If it were in my power to strap the exclamation point to a marble slab, slowly slice it open from navel to sternum and watch it twist and squirm in agony as its guts spilled out onto the cold stone floor of my sacrificial scenario, I would do it.
That may be overstated it a little. It’s not that I’m angry with the exclamation point. There’s a time and a place for it. It’s more that I’m sick of seeing it in every email I read. Just the other day, I received my monthly email from my accountant conveying this message:
“Dear Mr. David Wecker. Here’s your monthly invoice! … We appreciate your prompt payment and thank you for your business!”
As if I had been holding my breath, waiting for my invoice to arrive. Whee! My monthly fee for accounting services! Finally! YESSSSS!!!!!!! Thank you, God!!!!!!!!!!!!
I’m not nearly so excitable. Neither is my accountant. He’s a decent person, level-headed, feet on the ground, a real numbers guy. But if all you had was that message to go by, you’d think he was a mincing prat, swept up in a wave of unreasoned enthusiasm.
I’m an OK writer, not a great one. But the greats agree with me. Said F. Scott Fitzgerald, “Cut out all these exclamation points” because “an exclamation point is like laughing at your own joke.” Elmore Leonard’s rule was to use no more than two or three exclamation points per 100,000 words of prose.

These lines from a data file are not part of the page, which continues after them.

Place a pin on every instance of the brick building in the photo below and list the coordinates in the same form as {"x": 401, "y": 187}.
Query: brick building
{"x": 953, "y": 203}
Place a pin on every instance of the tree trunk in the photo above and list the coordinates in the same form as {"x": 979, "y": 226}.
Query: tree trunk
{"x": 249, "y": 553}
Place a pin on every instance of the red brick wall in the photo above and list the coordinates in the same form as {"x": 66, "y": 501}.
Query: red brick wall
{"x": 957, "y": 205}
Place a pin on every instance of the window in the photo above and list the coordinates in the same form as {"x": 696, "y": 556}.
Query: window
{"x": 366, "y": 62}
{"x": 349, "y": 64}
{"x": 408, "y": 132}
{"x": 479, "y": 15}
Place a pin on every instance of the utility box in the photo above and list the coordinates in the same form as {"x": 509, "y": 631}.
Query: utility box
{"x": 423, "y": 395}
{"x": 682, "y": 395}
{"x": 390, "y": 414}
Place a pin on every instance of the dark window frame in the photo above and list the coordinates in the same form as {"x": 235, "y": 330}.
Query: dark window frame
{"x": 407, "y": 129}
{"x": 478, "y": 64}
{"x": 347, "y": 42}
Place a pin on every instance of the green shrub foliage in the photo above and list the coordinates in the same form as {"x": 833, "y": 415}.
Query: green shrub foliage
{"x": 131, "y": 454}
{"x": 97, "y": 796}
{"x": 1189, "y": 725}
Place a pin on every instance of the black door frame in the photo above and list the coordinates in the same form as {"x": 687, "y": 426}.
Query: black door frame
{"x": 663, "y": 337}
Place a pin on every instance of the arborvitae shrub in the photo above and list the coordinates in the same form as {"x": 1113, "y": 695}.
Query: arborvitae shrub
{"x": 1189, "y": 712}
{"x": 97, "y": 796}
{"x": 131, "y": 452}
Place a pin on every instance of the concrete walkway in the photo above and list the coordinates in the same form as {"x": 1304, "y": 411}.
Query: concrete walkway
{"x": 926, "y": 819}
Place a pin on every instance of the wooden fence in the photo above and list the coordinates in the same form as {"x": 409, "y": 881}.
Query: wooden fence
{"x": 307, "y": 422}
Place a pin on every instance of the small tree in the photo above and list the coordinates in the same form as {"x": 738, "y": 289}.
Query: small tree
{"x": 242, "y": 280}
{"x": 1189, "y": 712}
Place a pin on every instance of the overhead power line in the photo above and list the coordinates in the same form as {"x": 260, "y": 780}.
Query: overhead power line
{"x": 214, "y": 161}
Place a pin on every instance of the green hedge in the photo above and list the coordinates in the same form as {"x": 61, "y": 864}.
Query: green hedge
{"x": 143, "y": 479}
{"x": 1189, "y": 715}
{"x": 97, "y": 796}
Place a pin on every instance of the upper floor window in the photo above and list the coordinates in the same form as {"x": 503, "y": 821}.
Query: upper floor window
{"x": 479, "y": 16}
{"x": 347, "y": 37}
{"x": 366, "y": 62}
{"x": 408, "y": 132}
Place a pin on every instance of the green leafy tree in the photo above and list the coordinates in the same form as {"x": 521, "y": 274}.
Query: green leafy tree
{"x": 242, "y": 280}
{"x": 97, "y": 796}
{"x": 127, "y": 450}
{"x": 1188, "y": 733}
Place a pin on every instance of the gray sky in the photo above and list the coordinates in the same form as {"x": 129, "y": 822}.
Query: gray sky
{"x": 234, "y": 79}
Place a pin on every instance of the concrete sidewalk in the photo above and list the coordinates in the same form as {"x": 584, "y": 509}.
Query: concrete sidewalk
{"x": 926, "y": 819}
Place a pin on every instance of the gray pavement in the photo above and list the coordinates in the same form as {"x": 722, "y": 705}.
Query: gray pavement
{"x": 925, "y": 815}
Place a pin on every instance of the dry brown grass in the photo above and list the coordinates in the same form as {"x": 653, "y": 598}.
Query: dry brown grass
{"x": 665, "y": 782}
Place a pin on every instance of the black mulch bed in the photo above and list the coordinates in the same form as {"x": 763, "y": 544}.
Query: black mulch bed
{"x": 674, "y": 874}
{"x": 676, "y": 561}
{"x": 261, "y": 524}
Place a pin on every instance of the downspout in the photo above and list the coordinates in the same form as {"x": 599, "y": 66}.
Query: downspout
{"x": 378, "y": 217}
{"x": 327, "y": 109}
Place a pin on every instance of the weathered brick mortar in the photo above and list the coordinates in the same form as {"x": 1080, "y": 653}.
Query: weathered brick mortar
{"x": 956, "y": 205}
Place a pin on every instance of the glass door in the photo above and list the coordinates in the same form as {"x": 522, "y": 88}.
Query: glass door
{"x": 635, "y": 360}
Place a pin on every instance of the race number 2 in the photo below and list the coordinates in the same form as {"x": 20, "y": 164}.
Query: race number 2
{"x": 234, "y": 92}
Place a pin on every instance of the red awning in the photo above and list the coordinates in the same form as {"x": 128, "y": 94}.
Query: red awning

And you may have heard that, in the entirety of “The Old Man and the Sea,” Ernest Hemingway used only one exclamation point. Can’t tell you where it is, but that’s what all my on-line sources say.
Used sparingly, exclamation points can have impact. They can jump out at you when you least expect them and jack your jaw. But if you see them around every turn, they become ridiculous, even annoying.
I blame email, Facebook and everything Internet. Say someone you know posts a photo of their new baby, and you feel obliged to respond. It’s no good to say, “Hey, nice looking baby you’ve got there.”
I’m sure I sound like a fogey railing against a mostly legitimate form of punctuation. But it’s lazy to sprinkle exclamation points higgly-piggly in one’s prose. Let’s turn it down a bit, shall we? And remember that less is more.